Civielrechtelijk is er overigens geen belemmering om bij de voorovereenkomst respectievelijk de intentieverklaring te bepalen dat de gehele onderneming met uitzondering van bepaalde vermogensbestanddelen vanaf enig moment voor rekening en risico van de op te richten besloten vennootschap zal komen.

Goedkeuring

[Regeling vervallen per 08-07-2010 met terugwerkende kracht tot en met 30-06-2010]

Indien er van wordt uitgegaan dat de eerder genoemde arresten meebrengen dat in de voorperiode bepaalde vermogensbestanddelen (alsnog) naar het privé-vermogen kunnen worden onttrokken omdat de overdracht aan een derde ook kan plaatsvinden, is er wellicht geen reden om aan te nemen dat het in strijd met artikel 3.65 Wet IB 2001 zou zijn die vermogensbestanddelen direct buiten de geruisloze omzetting te houden door middel van een onttrekking. Hierbij speelt nog een rol dat een tot het verplichte ondernemingsvermogen behorend vermogensbestanddeel dan in zijn algemeenheid onder de zogenoemde terbeschikkingsstellingsregeling gaat vallen.

Gelet op het voorgaande keur ik, voor zover nodig, goed dat vermogensbestanddelen in het kader van de geruisloze omzetting met toepassing van artikel 3.65 van de Wet IB 2001 kunnen worden onttrokken.

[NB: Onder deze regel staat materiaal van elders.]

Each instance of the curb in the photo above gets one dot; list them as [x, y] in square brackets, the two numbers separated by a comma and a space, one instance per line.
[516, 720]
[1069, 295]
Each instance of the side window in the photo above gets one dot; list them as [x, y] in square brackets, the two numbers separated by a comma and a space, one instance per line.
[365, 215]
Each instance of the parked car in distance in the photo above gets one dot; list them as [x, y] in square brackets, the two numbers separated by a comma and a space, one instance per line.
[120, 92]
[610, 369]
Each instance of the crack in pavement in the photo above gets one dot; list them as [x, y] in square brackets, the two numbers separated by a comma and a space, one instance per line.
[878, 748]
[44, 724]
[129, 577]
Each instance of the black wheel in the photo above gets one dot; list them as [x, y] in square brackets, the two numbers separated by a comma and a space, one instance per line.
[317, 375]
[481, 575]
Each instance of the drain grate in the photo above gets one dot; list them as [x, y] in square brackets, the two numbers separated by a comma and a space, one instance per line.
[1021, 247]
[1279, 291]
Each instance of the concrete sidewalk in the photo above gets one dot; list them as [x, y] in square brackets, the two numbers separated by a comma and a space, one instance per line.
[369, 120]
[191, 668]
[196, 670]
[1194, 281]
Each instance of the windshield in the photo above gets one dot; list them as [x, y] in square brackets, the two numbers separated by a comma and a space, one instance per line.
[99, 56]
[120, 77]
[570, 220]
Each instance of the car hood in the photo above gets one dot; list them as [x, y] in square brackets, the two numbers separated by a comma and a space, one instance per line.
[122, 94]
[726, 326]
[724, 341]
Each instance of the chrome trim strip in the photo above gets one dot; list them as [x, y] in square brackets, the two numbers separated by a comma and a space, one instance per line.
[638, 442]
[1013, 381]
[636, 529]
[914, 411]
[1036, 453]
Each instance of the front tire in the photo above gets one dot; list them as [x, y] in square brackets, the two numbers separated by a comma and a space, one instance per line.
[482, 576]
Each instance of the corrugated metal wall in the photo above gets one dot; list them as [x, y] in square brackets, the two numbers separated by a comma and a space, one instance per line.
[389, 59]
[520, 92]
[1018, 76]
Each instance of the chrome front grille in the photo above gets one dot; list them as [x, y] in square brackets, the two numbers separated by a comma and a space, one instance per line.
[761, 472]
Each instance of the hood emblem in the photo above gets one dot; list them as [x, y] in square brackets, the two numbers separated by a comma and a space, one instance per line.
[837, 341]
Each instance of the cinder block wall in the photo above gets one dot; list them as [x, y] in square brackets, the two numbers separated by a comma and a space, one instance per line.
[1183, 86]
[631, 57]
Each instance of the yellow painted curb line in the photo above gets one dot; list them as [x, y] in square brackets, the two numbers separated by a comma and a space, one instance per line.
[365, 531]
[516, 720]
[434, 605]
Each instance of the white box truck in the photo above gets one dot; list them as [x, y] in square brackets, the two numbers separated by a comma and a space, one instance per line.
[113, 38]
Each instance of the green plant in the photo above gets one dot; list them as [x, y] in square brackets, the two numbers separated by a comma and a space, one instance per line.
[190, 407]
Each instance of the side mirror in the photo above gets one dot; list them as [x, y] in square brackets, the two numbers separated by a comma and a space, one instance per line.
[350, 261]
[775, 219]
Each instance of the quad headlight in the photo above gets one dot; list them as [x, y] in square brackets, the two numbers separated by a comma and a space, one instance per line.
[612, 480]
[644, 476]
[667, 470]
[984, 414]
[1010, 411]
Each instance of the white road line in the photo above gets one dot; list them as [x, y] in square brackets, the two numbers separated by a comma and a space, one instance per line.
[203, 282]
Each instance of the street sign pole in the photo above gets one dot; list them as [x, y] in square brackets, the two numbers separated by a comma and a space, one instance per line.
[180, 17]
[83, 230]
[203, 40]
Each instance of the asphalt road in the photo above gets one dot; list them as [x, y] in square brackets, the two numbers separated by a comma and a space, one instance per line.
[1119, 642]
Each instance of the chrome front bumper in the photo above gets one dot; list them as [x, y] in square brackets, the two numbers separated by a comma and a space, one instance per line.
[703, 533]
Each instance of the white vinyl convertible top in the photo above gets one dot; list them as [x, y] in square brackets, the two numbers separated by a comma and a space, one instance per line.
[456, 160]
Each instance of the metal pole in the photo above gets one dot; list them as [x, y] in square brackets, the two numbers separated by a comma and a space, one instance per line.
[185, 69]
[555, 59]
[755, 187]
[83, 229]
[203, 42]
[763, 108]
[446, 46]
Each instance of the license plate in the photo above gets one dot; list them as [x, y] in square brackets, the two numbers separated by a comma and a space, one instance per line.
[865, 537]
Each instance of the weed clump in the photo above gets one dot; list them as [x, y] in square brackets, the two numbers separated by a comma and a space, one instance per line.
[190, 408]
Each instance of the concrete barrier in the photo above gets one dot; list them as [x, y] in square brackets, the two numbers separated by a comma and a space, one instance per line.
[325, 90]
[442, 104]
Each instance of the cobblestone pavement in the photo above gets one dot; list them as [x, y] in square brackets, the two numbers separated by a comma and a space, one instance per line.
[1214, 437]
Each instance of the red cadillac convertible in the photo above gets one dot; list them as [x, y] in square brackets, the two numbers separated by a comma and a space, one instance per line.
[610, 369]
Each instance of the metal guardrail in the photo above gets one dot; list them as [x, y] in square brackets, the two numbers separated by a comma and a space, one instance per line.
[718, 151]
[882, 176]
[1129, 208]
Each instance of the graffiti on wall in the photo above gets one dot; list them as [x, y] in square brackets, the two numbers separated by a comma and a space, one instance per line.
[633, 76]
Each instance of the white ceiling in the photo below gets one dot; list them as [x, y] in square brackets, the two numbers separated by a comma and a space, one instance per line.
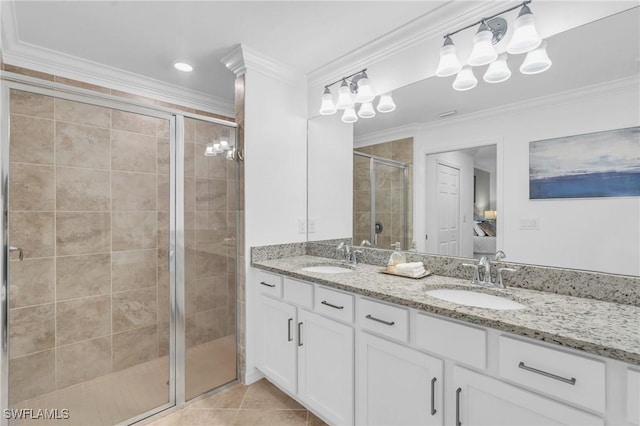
[601, 51]
[145, 37]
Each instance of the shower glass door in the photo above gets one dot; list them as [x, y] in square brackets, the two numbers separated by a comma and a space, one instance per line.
[380, 200]
[89, 278]
[210, 256]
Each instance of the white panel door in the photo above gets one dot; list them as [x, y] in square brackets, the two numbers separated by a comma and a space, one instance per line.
[397, 385]
[448, 181]
[484, 401]
[325, 367]
[277, 342]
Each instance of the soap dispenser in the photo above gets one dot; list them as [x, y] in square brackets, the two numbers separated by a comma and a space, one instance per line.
[397, 257]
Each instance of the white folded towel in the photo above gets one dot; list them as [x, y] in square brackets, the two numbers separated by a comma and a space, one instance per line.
[412, 269]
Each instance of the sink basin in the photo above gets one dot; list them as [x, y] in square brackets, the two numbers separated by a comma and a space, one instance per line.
[327, 269]
[479, 300]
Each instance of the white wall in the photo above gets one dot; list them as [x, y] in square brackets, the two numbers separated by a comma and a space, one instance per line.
[600, 234]
[464, 163]
[275, 174]
[330, 178]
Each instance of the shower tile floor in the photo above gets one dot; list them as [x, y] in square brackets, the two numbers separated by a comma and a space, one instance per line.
[258, 404]
[116, 397]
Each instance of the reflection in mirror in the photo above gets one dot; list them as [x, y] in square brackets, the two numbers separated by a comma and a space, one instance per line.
[577, 95]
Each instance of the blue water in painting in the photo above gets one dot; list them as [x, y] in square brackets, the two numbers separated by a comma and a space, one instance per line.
[608, 184]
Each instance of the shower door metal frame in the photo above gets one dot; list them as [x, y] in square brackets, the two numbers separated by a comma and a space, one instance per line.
[373, 160]
[177, 347]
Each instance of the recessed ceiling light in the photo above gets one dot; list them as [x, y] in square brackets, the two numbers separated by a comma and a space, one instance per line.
[183, 66]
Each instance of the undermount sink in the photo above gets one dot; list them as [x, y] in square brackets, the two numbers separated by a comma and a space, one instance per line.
[328, 269]
[479, 300]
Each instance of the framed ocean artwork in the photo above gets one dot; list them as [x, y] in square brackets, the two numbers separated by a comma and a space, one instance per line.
[602, 164]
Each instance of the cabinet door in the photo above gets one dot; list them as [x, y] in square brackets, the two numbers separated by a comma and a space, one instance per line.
[277, 324]
[397, 385]
[325, 367]
[481, 400]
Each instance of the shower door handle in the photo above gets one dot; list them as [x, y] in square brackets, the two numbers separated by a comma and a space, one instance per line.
[20, 252]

Het kan daarbij zowel gaan om vermogensbestanddelen die tot het keuzevermogen (zouden) behoren als om vermogensbestanddelen die tot het verplicht ondernemingsvermogen behoren. Wel merk ik op dat hetgeen wordt ontrokken bij toepassing van artikel 3.65 van de Wet IB 2001, geen (zelfstandig deel van een) onderneming mag vormen. Het voorgaande standpunt ontleen ik aan het voor de toepassing van artikel 18 van de Wet IB 1964 gewezen arrest van 12 september 2003, nr. 37 917, BNB 2004/40c*.

Onderdeel 4.1 van het besluit van 11 augustus 2004, nr. CPP2004/664M is hiermee op dit punt vervallen.

Moment waarop de onttrekking plaatsvindt.

Ik keur goed dat voor de bepaling van de winst uit onderneming van de onderneming die wordt omgezet de onttrekking van een of meerdere vermogensbestanddelen kan plaatsvinden op het moment onmiddellijk voorafgaand aan het overgangstijdstip onder de voorwaarde dat voor de toepassing van het belastbaar resultaat uit overige werkzaamheden respectievelijk de heffingsgrondslag voor sparen en beleggen eveneens bij dit tijdstip wordt aangesloten.